Flouting expectations is what a small, slightly basic protein does when it comes to breaking up, according to scientists at Pacific Northwest National Laboratory and the University of Hong Kong. Using a specialized mass spectrometer and a technique that involves propelling proteins into a hard surface, the scientists found that a certain small protein or peptide ignores the conventional approach to fragmentation, and takes a completely different path.
In laboratories around the world, new proteins and those indicative of disease in medical tests are identified by snipping the unknown proteins apart using a technique that creates pieces called peptides that often end in the amino acid arginine. Then, the scientists must identify the peptides. It is like shredding a piece of paper, without looking at it, and then putting it back together.
"Unfortunately, we can only identify 20 to 25 percent of the peptides we get. The rest are not assigned, even when we have good quality data from a mass spectrometer," said Dr. Julia Laskin, the principal investigator and a physical chemist at Pacific Northwest National Laboratory. "We want to improve that number by better understanding the rules."
The researchers wanted to see how a small, basic arginine-terminated peptide broke apart. For years, experimental scientists showed the peptide followed a mobile proton or conventional pathway to breaking bonds. But theoreticians suspected another route. The team decided to see if they could prove this other route existed and determine when the commonly seen arginine-based peptide selected this alternative pathway.
The key factors peptides use in selecting a route are energy barriers and entropy effects. Energy barriers are the amount of heat, light, or other source of power that must be added to make something happen. Entropy effects are the amount of chaos or disorder needed for a reaction to happen.
With the peptides created, the team used surface-induced dissociation on a specially configured Fourier transform ion cyclotron resonance mass spectrometer, located in DOE's EMSL. This specialized technique fired peptides at a surface.

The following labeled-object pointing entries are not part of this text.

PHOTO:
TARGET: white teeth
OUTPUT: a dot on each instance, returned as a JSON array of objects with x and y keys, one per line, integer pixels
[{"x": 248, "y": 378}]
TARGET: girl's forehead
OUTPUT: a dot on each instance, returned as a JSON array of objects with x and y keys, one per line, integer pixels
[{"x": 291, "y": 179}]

The peptides hit the surface and bounced back as fragments. Using this technique and sophisticated modeling, the researchers measured the energy and entropy needed to break apart the molecule.

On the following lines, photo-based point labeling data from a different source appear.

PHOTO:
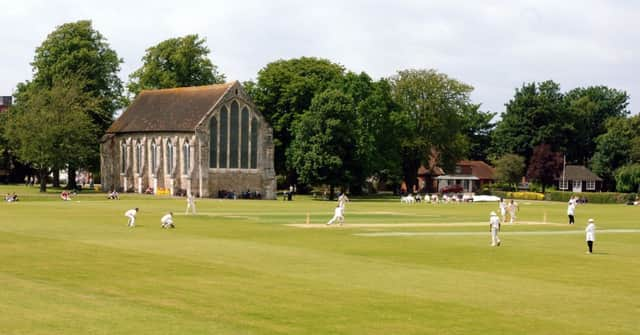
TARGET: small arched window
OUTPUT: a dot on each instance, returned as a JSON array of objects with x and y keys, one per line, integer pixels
[
  {"x": 138, "y": 157},
  {"x": 254, "y": 143},
  {"x": 187, "y": 156},
  {"x": 224, "y": 140},
  {"x": 169, "y": 157},
  {"x": 154, "y": 156},
  {"x": 123, "y": 157},
  {"x": 244, "y": 138},
  {"x": 234, "y": 132},
  {"x": 213, "y": 143}
]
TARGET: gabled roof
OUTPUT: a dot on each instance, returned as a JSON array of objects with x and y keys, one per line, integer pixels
[
  {"x": 578, "y": 172},
  {"x": 173, "y": 109},
  {"x": 479, "y": 169}
]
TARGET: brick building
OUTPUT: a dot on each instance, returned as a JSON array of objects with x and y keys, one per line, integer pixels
[{"x": 202, "y": 140}]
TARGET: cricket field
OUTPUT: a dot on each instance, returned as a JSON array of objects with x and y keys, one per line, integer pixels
[{"x": 274, "y": 267}]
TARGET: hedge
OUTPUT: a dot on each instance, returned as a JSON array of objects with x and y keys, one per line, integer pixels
[
  {"x": 596, "y": 197},
  {"x": 519, "y": 195}
]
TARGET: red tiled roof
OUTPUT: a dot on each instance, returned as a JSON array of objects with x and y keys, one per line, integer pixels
[
  {"x": 479, "y": 169},
  {"x": 174, "y": 109},
  {"x": 578, "y": 172}
]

Based on the experimental and modeling results, the team demonstrated that arginine-terminated peptides use the unexpected pathways, which involve structures known as salt bridge intermediates. This pathway doesn't require a lot of energy, but the entropy or disorder decreases and significantly slows down this reaction. The entropy does not favor fragmentation because the molecule must jostle and bump into just the perfect conformation to break apart. In contrast, when the molecule breaks along the conventional mobile proton pathway the energy barrier is high but the favorable entropy factor speeds up the reaction.
So, entropy is critical for fragmentation, as is the amount of energy available.
"The involvement of alternative dissociation channels for arginine-containing peptides was predicted by the theory group, but now we've showed it experimentally," said Laskin. "It was almost impossible to measure this fragmentation using conventional experimental techniques, until we used the surface-induced dissociation approach."
This research is part of a broader effort to understand how peptides fragment. The team is now looking to bring in theory and advanced computational capabilities to complement the experimental research results.
More information: Laskin J, et al. 2010. "Effect of the basic residue on the energetics, dynamics, and mechanisms of gas-phase fragmentation of protonated peptides." Journal of the American Chemical Society 132(45):16006-16016.